All the World's a Stage

Forget all those buttons you gotta push, the hardest part about working a TV news camera is knowing where to put it. Take this shot of a Vegas attorney glowering at a few volumes of his law library. A staple of any law office, those heavy books in the foreground instantly contextualize the interviewee: He is so obviously a lawyer; albeit one with a slight case of indigestion. Thus, the photog responsible should be commended for so properly framing his subject ... unless of course said shooter stacked the books himself - in which this case, he did. It may not seem like a big deal to you watching at home, but to those of us with tripod blisters, it represents a fundamental debate over what we're out there doing with our cameras in the first place. Don't believe me? Check out the four pages of piss and conjecture this rather pedestrian shot is generating at on-line watering holes. But you'd better pack a lunch, some of those photogs are long-winded...

You didn't read the whole thread, did you? That's cool, even I skimmed over parts of it. The core of the argument is: What some cameramanthropologists consider harmless room rearranging, others call shameless 'staging' - a taboo practice among those committed to shooting the truth. But then again, what is truth? Is it a homeless shelter director swathed in perfect three point-lighting? Is it a stroke victim hobbling alongside some nodding reporter in a backyard rose garden? Is it a swim team coach hamming it up with a wireless microphone attached to the whistle around his neck? I ask these questions because it is easier than answering them. All three scenarios are variations on the kind of themes I've been shooting for going on eighteen years. In that time I've committed every kind of cinematic excess there is, until I whittled it all down to minimalistic schtick.

Of course you have to strip down your production techniques when you roll through the door alone. How else ya gonna squeeze through the threshhold? Most days I travel light and fast, with just enough tools to capture reality with flare, not stage an off-Broadway re-imagining of CATS. Sure, I'll kill the overhead lights, tweak your blinds and ask you not to squint, but I'm not about to fudge up your feng shui. That's for those Dateline crews - the ones who spend whole afternoons replacing the detritus of someone's hovel until the setting glistens with their trademark sheen. I'd much rather contort my lens and self around the existing clutter, find the best way to showcase the true environs of whatever talking head I'm pretending to listen to. That's not to say I've never shifted a knick-kack or two. Was a time I insisted on shooting every interview at a crazy Batman angle with purple light shooting through whatever office plany I could round up, but we all go through phases, right?
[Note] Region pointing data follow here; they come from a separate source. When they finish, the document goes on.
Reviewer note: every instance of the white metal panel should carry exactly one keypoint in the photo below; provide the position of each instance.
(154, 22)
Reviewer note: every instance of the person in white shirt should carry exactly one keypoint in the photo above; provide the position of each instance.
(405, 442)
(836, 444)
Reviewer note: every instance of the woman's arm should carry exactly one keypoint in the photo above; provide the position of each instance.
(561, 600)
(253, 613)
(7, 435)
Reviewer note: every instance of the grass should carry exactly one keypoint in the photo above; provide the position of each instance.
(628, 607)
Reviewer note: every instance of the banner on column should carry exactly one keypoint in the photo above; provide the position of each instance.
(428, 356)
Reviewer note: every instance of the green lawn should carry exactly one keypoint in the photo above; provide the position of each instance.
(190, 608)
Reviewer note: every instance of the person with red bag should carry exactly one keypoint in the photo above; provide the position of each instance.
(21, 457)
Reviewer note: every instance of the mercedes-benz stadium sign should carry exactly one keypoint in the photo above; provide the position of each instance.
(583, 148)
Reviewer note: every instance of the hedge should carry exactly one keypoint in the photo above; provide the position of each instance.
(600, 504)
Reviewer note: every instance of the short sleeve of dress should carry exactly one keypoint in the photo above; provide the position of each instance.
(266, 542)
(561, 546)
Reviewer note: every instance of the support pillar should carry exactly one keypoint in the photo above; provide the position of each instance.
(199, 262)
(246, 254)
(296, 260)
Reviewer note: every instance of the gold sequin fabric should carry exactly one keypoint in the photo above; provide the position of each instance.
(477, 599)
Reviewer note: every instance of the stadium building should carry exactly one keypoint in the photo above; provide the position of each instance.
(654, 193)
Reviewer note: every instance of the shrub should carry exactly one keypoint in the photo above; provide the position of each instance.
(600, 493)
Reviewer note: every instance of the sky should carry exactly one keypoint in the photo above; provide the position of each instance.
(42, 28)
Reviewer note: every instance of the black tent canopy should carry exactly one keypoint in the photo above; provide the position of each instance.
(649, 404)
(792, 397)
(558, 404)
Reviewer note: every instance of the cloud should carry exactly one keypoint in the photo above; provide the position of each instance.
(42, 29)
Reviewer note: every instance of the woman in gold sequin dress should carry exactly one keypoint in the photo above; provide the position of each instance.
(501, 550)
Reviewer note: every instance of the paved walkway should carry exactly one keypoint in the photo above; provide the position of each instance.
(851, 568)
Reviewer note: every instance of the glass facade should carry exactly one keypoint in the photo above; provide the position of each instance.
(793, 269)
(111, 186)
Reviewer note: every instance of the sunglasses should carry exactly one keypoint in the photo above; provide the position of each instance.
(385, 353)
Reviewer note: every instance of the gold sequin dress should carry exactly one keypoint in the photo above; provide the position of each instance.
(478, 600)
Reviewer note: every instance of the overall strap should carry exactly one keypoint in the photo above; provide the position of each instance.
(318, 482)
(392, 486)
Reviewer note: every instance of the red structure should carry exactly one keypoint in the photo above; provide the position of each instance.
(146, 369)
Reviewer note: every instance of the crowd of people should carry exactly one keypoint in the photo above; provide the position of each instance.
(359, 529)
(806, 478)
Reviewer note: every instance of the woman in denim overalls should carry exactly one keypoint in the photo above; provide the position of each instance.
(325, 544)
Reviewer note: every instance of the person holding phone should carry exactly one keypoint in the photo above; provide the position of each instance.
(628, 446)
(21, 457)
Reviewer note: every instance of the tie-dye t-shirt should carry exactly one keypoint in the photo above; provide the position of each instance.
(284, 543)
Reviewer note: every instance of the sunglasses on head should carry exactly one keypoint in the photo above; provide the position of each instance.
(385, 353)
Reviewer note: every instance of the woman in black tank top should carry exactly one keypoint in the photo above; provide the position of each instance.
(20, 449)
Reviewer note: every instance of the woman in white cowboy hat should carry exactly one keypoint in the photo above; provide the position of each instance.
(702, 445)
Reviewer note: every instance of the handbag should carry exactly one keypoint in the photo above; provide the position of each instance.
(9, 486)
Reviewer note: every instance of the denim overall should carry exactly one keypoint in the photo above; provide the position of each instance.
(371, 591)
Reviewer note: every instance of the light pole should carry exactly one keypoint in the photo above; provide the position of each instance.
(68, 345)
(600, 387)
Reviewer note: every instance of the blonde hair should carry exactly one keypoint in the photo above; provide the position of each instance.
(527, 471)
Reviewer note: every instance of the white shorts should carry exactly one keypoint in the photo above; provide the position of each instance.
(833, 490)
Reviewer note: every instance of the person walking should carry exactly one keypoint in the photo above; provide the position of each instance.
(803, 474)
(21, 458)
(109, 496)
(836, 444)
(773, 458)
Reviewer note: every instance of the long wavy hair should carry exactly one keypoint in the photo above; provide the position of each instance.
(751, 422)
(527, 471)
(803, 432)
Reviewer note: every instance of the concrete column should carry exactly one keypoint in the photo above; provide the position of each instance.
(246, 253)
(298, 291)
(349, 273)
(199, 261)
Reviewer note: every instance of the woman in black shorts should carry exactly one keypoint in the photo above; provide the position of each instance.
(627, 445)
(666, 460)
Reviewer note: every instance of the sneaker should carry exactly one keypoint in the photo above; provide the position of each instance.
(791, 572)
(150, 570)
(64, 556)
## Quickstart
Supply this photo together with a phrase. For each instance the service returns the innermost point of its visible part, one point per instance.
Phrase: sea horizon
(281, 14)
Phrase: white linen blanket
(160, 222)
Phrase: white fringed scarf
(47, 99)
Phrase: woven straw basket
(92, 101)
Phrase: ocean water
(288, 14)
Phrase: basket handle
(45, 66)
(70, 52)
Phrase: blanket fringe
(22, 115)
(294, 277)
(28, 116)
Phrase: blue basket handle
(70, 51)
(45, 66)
Don't bother answering. Just know that we TV news photogs put an alarming amount of thought into the images we serve up every night, both those we garnish and those we don't. Now if you'll excuse me, I goota go rustle up a giant thermometer and the backseat of an abandoned Buick. What, like you've never done it?

1 comment:

Anonymous said...

Then why did you ask me to wear a dress for that story about gas prices?